Welcome to the weekly advanced Zen training at the Uptown Meditation Center. If it doesn’t sound like any zendo you’ve sat in, that’s probably the point. This is El Barrio—Spanish Harlem—not exactly the land of sutra chanting and zafus lined up neatly in rows. But don’t think there’s no dharma here. Quite the contrary. “As a Zen priest,” Koehler says, “my mission is to distill the Buddhist canon to its fundamental essence so that it can be made available as an authentic American teaching.”

What better place to start. The Uptown Meditation Center is half of the not-for-profit organization Peace on the Street. The other half is Ultimate Karate USA, a traditional and mixed martial arts school directed by Richard Garcia, a 31-year-old ranked master in Karate and Tae Kwan Do, and certified instructor in Jeet Kune Do and Filipino Knife Fighting, as well as a sensei—lay ordained teacher—in Hollow Bones.
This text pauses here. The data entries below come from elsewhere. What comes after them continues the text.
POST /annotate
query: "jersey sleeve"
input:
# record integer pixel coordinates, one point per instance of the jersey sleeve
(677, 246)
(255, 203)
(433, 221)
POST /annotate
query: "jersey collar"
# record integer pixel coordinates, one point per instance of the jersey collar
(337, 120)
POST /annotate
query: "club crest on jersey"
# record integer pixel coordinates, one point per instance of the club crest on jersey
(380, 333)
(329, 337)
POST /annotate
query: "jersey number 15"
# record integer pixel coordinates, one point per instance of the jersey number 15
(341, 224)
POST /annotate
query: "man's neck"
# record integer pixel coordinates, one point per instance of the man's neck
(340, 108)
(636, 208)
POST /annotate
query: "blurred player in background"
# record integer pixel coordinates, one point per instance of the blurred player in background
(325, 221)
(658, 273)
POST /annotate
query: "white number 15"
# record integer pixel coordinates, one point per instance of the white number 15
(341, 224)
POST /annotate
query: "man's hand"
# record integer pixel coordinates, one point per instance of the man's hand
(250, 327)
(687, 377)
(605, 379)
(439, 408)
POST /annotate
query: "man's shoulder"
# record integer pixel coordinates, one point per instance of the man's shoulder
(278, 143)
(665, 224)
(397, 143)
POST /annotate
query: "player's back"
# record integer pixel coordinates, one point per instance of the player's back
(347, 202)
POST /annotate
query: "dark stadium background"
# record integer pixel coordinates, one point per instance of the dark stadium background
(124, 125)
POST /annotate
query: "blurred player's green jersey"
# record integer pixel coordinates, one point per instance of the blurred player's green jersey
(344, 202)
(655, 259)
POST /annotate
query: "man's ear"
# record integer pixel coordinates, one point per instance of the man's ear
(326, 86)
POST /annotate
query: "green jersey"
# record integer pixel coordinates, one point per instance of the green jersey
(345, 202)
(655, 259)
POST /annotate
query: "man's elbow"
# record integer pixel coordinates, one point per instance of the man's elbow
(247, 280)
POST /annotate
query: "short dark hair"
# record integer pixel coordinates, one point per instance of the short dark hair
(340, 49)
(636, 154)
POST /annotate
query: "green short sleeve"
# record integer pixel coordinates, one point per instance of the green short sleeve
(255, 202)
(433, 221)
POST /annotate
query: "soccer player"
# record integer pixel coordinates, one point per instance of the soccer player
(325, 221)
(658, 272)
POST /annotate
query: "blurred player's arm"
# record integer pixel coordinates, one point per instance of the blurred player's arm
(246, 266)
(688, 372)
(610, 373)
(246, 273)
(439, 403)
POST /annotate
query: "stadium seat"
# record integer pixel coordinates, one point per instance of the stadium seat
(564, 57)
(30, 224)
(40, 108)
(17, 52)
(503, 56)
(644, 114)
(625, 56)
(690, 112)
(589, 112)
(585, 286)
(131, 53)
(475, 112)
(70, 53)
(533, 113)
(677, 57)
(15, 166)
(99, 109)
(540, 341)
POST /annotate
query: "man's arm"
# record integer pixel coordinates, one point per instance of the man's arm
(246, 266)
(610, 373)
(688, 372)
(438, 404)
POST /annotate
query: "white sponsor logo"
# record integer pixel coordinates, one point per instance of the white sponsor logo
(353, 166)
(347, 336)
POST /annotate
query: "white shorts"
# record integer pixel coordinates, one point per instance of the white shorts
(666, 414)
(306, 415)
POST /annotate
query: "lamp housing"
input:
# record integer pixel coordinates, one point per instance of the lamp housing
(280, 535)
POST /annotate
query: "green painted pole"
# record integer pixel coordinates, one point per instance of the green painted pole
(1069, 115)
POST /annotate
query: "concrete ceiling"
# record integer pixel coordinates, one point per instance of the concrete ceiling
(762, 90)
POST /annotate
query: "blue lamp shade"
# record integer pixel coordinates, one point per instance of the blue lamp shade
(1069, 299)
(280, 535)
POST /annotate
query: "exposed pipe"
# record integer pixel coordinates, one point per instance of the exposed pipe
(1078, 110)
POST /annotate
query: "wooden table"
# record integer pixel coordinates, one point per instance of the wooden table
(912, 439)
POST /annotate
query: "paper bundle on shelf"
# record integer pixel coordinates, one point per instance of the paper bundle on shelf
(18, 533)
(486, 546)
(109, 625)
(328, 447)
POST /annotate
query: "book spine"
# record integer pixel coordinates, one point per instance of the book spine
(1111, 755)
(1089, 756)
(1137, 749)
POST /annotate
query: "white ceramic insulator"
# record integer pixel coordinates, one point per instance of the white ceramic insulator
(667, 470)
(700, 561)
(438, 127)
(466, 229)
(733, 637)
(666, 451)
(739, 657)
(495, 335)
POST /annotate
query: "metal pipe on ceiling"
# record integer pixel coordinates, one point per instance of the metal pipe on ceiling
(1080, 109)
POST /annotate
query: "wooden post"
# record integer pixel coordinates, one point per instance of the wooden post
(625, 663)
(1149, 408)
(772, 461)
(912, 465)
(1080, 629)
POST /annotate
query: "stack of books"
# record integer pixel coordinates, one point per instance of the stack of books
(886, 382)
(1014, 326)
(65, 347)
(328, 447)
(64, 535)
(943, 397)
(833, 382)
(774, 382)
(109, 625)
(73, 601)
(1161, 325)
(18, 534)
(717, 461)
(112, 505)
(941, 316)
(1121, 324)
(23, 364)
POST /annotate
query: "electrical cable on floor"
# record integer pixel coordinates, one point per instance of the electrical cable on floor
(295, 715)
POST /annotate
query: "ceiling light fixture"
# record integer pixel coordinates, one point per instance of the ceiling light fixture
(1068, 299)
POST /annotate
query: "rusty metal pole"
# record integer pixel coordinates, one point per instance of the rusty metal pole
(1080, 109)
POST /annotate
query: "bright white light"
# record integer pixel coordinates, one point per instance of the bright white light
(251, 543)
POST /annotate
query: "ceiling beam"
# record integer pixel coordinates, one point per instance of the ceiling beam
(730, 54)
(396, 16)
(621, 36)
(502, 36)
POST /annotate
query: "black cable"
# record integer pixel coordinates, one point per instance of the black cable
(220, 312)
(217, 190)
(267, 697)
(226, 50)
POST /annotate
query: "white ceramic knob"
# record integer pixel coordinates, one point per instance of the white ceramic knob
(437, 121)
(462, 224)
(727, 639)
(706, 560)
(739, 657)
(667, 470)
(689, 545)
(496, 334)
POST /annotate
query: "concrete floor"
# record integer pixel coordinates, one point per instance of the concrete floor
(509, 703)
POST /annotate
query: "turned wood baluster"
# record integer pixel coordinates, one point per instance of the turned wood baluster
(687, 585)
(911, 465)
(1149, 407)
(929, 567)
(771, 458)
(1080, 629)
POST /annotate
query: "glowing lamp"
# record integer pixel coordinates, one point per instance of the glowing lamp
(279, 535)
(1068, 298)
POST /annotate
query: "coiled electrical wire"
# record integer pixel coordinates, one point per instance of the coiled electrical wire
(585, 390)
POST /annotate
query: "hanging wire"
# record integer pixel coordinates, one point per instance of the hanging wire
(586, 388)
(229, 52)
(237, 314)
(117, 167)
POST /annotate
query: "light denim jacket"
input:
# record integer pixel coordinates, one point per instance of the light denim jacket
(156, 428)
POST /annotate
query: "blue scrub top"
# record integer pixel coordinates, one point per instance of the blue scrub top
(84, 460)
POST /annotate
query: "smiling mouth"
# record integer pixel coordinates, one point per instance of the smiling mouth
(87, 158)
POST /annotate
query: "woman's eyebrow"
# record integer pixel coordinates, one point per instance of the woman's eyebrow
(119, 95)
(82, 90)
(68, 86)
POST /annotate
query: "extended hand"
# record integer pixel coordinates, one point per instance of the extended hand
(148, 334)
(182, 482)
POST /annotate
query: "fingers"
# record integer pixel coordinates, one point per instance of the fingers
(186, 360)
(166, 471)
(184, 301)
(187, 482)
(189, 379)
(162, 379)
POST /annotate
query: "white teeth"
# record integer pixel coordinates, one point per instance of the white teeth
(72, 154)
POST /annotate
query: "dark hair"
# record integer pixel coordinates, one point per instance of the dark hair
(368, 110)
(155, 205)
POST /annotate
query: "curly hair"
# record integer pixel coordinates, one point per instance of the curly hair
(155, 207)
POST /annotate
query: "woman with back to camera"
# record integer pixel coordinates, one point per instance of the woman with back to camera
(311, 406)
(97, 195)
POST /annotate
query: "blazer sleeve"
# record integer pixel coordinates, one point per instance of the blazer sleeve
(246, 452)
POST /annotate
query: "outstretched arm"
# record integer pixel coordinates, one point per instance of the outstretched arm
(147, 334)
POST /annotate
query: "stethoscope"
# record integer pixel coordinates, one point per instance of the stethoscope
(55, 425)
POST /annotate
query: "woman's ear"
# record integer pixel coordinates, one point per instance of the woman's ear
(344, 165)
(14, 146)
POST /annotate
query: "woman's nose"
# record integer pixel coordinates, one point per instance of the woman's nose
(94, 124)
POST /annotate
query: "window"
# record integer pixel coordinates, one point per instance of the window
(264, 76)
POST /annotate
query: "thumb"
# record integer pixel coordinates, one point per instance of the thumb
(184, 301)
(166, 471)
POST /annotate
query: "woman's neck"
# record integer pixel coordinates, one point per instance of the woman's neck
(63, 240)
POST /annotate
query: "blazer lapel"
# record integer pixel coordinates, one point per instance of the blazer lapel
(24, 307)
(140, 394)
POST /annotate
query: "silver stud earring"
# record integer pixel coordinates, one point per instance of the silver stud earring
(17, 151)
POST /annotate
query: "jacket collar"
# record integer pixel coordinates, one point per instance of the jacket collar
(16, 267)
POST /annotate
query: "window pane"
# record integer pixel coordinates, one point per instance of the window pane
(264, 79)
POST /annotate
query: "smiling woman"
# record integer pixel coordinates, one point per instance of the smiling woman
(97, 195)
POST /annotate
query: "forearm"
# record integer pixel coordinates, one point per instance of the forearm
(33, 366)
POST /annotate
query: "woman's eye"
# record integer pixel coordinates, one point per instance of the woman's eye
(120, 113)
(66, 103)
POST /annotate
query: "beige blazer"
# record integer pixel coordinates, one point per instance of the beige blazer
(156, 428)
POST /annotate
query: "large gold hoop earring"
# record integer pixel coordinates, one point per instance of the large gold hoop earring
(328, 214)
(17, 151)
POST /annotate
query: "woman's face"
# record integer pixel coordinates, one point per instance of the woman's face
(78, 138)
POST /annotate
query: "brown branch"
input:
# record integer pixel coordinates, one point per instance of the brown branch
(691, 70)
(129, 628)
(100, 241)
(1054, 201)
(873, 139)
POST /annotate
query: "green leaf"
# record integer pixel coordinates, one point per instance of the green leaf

Since it opened in late 2003, in a 5,000-square-foot loft across the street from a public housing project, the zendo-cumdojo has been transforming lives in this corner of upper Manhattan with an innovative mix of meditation and martial arts.

In a neighborhood where barely half the young men finish high school and a high percentage end up behind bars, Peace on the Street has carved out a pivotal mission: providing physical, emotional, and spiritual training— along with practical support—to empower individuals in the inner city. It’s all aimed at arming a new kind of urban warrior: strong, to be sure, but also compassionate, socially committed, and self-aware.